Going back to the original case, perhaps stretching the truth on the title of a job is a minor sin, but equally, it may be endemic of a bigger issue with an individual’s candidacy. For instance, it was well known when I worked with Barry that while he indicated he held a Masters of Business, he was in fact still studying for it and only attained it in the past couple of years.
So, how should you present your LinkedIn profile to make yourself attractive without drawing too long a bow?
1. Be scrupulously honest
If your title was ‘dish monkey’, say exactly that. If your responsibilities read more like a head chef, indicate that in the blurb. No one likes a fibber, and if you get caught, you might miss out on a new job or lose the one you have.

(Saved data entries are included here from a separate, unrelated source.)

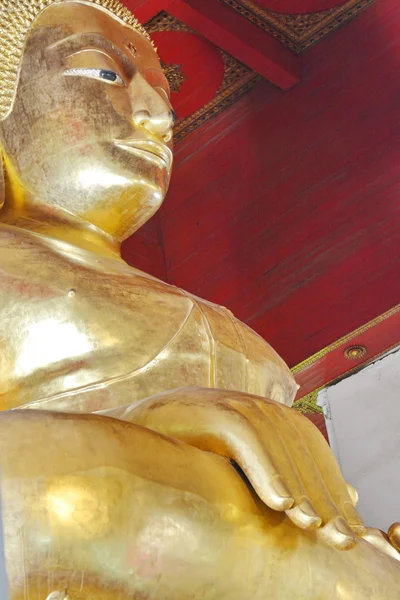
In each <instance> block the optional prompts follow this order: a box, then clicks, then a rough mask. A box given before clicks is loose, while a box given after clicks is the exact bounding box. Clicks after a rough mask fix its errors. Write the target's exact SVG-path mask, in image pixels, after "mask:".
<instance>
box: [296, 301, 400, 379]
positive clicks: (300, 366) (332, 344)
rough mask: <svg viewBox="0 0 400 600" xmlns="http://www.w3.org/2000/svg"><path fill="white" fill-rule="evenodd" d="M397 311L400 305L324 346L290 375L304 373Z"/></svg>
mask: <svg viewBox="0 0 400 600" xmlns="http://www.w3.org/2000/svg"><path fill="white" fill-rule="evenodd" d="M399 311H400V304H397V306H394V307H393V308H391V309H390V310H388V311H387V312H385V313H383V314H382V315H379V317H376V318H375V319H373V320H372V321H369V322H368V323H366V324H365V325H362V326H361V327H359V328H358V329H355V330H354V331H352V332H350V333H348V334H347V335H345V336H344V337H342V338H340V339H339V340H337V341H336V342H333V344H330V345H329V346H326V348H323V349H322V350H320V351H319V352H316V354H313V355H312V356H310V357H309V358H307V359H306V360H303V362H301V363H299V364H298V365H296V366H295V367H293V368H292V373H294V374H296V373H299V372H300V371H304V369H307V368H308V367H309V366H310V365H312V364H314V363H315V362H317V361H318V360H319V359H320V358H322V357H323V356H326V355H327V354H329V352H332V351H333V350H337V348H340V347H341V346H343V345H345V344H347V343H348V342H350V341H351V340H353V339H354V338H355V337H357V336H359V335H361V334H362V333H364V332H365V331H368V329H372V327H375V326H376V325H378V324H379V323H382V321H385V320H386V319H389V318H390V317H392V316H393V315H395V314H396V313H398V312H399Z"/></svg>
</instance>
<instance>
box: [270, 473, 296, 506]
mask: <svg viewBox="0 0 400 600" xmlns="http://www.w3.org/2000/svg"><path fill="white" fill-rule="evenodd" d="M271 483H272V485H273V487H274V489H275V491H276V493H277V494H278V495H279V496H282V498H291V499H292V500H293V501H294V499H293V497H292V496H291V494H290V492H289V490H288V489H287V487H286V485H285V483H284V481H283V479H282V477H280V475H277V476H276V477H273V479H272V481H271Z"/></svg>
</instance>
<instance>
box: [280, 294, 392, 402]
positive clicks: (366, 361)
mask: <svg viewBox="0 0 400 600" xmlns="http://www.w3.org/2000/svg"><path fill="white" fill-rule="evenodd" d="M399 311H400V304H398V305H397V306H395V307H393V308H392V309H390V310H388V311H387V312H385V313H383V314H382V315H379V317H376V319H373V320H372V321H369V322H368V323H366V324H365V325H363V326H361V327H359V328H358V329H355V330H354V331H352V332H351V333H349V334H348V335H346V336H344V337H343V338H341V339H340V340H337V341H336V342H334V343H333V344H331V345H330V346H327V347H326V348H323V349H322V350H320V351H319V352H317V353H316V354H314V355H313V356H310V357H309V358H307V359H306V360H304V361H303V362H301V363H300V364H298V365H296V366H295V367H293V368H292V369H291V371H292V373H293V374H294V375H296V374H297V373H299V372H301V371H303V370H304V369H306V368H308V367H309V366H310V365H312V364H314V363H316V362H317V361H318V360H320V359H321V358H323V357H324V356H326V355H327V354H329V353H330V352H332V351H334V350H337V349H338V348H340V347H341V346H343V345H346V344H347V343H348V342H349V341H351V340H352V339H354V338H355V337H357V336H359V335H361V334H362V333H364V332H365V331H368V330H369V329H372V328H373V327H375V326H376V325H378V324H379V323H382V321H385V320H386V319H389V318H390V317H392V316H393V315H395V314H397V313H398V312H399ZM398 346H399V342H396V343H395V344H393V345H392V346H390V347H389V348H385V349H384V350H382V352H379V353H378V354H375V355H374V356H372V357H371V358H369V359H368V360H366V361H365V362H363V363H361V364H357V365H355V366H354V367H353V368H352V369H349V370H347V371H346V372H344V373H342V374H341V375H339V376H338V377H335V378H334V379H331V380H329V381H327V382H326V383H324V385H321V386H320V387H318V388H316V389H315V390H313V391H312V392H309V393H308V394H306V395H305V396H303V397H302V398H299V399H298V400H296V401H295V403H294V404H293V408H294V409H295V410H298V411H299V412H301V413H304V414H306V413H322V409H321V408H320V407H319V406H317V398H318V392H320V391H321V390H323V389H324V388H326V387H328V386H331V385H335V384H336V383H339V381H341V380H342V379H344V378H346V377H349V376H350V375H353V374H354V373H356V372H357V371H359V370H360V369H364V368H365V367H368V365H370V364H372V363H373V362H375V361H376V360H379V359H380V358H381V357H382V356H384V355H385V354H387V353H388V352H391V351H392V350H394V349H395V348H397V347H398Z"/></svg>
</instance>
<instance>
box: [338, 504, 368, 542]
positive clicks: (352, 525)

2. LinkedIn doesn’t have to read like a job description
By this, I mean that you can take liberties with the way you describe a job, just not the title. For instance, at one of my early jobs, I became responsible for nearly $20m worth of turnover and the vast majority of the overall business. I turned it around from a loss-making enterprise to a labour hire money machine, and was given 10% of the business for my trouble. That’s all true – but my title was Senior Consultant, and my LinkedIn profile reads in exactly that way.
3. Make sure your CV matches your profile
With whatever social media platform you favour, simple cross-checking can make fools out of even the most creative job seeker. I’ve seen CVs and LinkedIn profiles so far apart from each other that they seem like different people altogether. Don’t take the chance – always present a consistent view.
Meghan Casserly, writing for Forbes, goes into the mistakes you can make on LinkedIn in a lot more detail. But she isn’t a recruiter and she doesn’t have to wear the pain of mistakes like this.
Thinking of stretching the truth on LinkedIn? Don’t. Even if you don’t get caught immediately, someday, just like me with Barry, a colleague will find you and call you out.